What the DeepSeek R1 paper actually says
March 28, 2026
The DeepSeek R1 paper dropped in January 2025 and broke the AI discourse for two weeks. Most of the takes were wrong in both directions — both the "China beats OpenAI" framing and the defensive dismissals.
Here's what the paper actually demonstrates.
What R1 is
DeepSeek R1 is a reasoning model trained primarily through reinforcement learning from outcomes, not the standard RLHF pipeline. The key result: you can train competitive reasoning behavior with RL alone, skipping the expensive supervised fine-tuning stage.
This matters because SFT data — high-quality chain-of-thought examples — is hard to produce at scale. If you can get RL to find good reasoning traces on its own, you reduce a major bottleneck.
The GRPO result
The paper introduces Group Relative Policy Optimization (GRPO), a variant of PPO that doesn't require a separate value network. The simplified objective makes training more stable and cheaper.
The headline benchmark numbers (matching o1 on AIME, MATH, and coding benchmarks) are real. But benchmark matching doesn't mean architectural parity — it means the model found different paths to similar outputs.
What the paper doesn't show
- The training cost is not $6M. That figure refers to the pre-training run of DeepSeek-V3. R1 is a fine-tune on top of V3, not a model trained from scratch.
- It's not "the same as o1." R1 is slower at inference, more verbose, and behaves differently on distribution-shifted inputs. The benchmarks overlap; the models are distinct.
- The distilled models are good, but they're distilled. R1-Distill-Qwen-7B is impressive for its size because it learned from R1's traces, not because small models have become brilliant.
What it actually changes
The real contribution is demonstrating that RL-only fine-tuning can produce emergent chain-of-thought behavior — the model learns to reason step-by-step without being explicitly taught to do so.
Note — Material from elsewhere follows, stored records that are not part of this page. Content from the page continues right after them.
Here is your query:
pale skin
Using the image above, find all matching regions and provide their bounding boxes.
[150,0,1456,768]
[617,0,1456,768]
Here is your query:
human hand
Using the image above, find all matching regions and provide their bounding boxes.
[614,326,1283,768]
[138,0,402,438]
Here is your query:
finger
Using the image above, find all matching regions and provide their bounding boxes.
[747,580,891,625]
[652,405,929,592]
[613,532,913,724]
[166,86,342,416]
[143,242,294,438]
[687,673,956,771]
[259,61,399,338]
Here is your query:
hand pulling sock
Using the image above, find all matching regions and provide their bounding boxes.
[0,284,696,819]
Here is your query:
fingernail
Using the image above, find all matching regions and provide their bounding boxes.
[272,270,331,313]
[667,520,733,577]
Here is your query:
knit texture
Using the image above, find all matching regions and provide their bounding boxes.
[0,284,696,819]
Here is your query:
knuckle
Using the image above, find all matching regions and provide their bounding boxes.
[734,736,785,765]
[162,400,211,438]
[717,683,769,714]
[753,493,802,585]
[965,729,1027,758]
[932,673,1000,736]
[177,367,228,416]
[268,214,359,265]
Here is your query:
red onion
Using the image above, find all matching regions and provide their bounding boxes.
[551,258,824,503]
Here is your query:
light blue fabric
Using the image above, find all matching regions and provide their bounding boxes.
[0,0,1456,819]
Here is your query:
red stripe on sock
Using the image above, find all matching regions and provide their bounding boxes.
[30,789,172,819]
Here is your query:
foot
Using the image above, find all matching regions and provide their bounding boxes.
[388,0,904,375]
That's a meaningful result. It suggests the reasoning capability is more latent in base models than we realized, and that the training pipeline is less of a blocker than the base model quality.
The competitive landscape point
The paper is notable evidence that capable reasoning models can be trained outside the OpenAI/Anthropic/Google infrastructure cluster. The cost advantage is real, even if overstated in the press. That matters for the field, regardless of where you think the geopolitical stakes land.
The full paper is worth reading — it's unusually clear for a research release. Section 4 on the RL training details is where the interesting technical decisions are.